Barcelona’s £24 million a year tie in with the admittedly not for profit Qatar Foundation disappointed the purists and the English trio’s apparent refusal to corporatize their image actually had more to do with an inability to attract endorsement than anything else – one wag suggested that Venky’s are too embarrassed for even their name to appear across the blue and white halves, at one point ceding ground to the Prince’s Trust. There are heart warming stories such as Southampton fans’ refusal to countenance the possibility of the ‘Friend’s Provident Stadium’ but most would consider a failure to cash in as plain negligence.
But common garden as sponsorship would now seem to be, there is unquestionably a darker side. True, the rumours that Nike insisted on Ronaldo starting for Brazil in the 1998 World Cup Final are perhaps up there with those positing George W. Bush’s personal involvement in planning 9-11 and Bob Marley’s assassination by the CIA, but tawdry tales nevertheless abound.
Rangers and Celtic for many years now have shared the same sponsor, simply because to differ would lead to zero sales in certain quarters of Glasgow - but you don’t have to have an account with Northern Rock to become apoplectic at the sight of the bank’s name across the shirts of Newcastle United. Given that the company was afforded a ‘liquid support facility’ approaching a figure of £100 billion by 2008, funded out of the national purse, opposing fans (as well as enlightened Newcastle ones) will perhaps wonder if that’s a good use of taxpayers’ money. For the record, the whole shebang is now owned by the Virgin Group.
More alarming still has been the tendency of sponsorship to exploit a loophole in the forthcoming Financial Fair Play [7] regulations devised by UEFA. That £400 million Eastlands deal has been described as financial doping in some quarters – the negotiation of an artificially high price designed to increase the English Champions’ value and allowing them a fighting chance of breaking even within the required three years despite all the investment in player fees and wages.

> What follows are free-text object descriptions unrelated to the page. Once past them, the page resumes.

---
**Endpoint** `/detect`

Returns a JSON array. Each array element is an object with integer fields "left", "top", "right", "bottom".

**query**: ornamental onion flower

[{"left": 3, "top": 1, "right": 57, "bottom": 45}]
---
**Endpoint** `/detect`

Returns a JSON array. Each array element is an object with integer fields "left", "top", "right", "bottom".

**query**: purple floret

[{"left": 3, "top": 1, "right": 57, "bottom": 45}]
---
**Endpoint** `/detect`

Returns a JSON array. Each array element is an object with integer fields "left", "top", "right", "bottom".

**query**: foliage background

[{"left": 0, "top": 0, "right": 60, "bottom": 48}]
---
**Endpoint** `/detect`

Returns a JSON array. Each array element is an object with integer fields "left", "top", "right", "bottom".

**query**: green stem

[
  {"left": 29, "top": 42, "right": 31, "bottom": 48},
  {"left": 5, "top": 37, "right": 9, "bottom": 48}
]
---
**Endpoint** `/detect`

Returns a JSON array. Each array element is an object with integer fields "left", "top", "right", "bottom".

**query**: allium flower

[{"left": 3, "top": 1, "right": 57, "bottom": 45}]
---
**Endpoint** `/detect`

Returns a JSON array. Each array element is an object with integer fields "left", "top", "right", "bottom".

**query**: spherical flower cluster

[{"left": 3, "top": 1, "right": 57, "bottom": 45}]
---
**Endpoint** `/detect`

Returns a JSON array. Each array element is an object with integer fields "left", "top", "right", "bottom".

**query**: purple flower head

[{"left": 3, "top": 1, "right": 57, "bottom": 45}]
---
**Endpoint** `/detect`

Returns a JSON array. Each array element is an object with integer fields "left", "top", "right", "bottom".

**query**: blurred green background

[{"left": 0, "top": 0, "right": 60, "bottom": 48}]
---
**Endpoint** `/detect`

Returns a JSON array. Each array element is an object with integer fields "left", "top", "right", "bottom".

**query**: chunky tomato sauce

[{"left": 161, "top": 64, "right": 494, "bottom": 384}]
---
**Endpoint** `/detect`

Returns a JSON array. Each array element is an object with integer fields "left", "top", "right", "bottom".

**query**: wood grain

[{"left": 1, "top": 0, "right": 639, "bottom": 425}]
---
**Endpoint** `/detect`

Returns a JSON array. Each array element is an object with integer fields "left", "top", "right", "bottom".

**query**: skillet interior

In David Foster Wallace’s majestic novel Infinite Jest [8], we are treated to a vision of a dystopian future where each year is subsidized by a particular corporate partner – so we have “The Year of the Yushityu 2007 Mimetic-Resolution-Cartridge-View-Motherboard-Easy-To-Install-Upgrade For Infernatron/InterLace TP Systems For Home, Office, Or Mobile” and if such excesses may seem part of life’s rich pageant, the apparent harmlessness of corporate involvement is all very well as long as boundaries are kept to. I enjoy reminiscing about the Kentucky Fried Chicken League of Ireland as much as the next person, but City’s deal for one raises troubling ethical questions.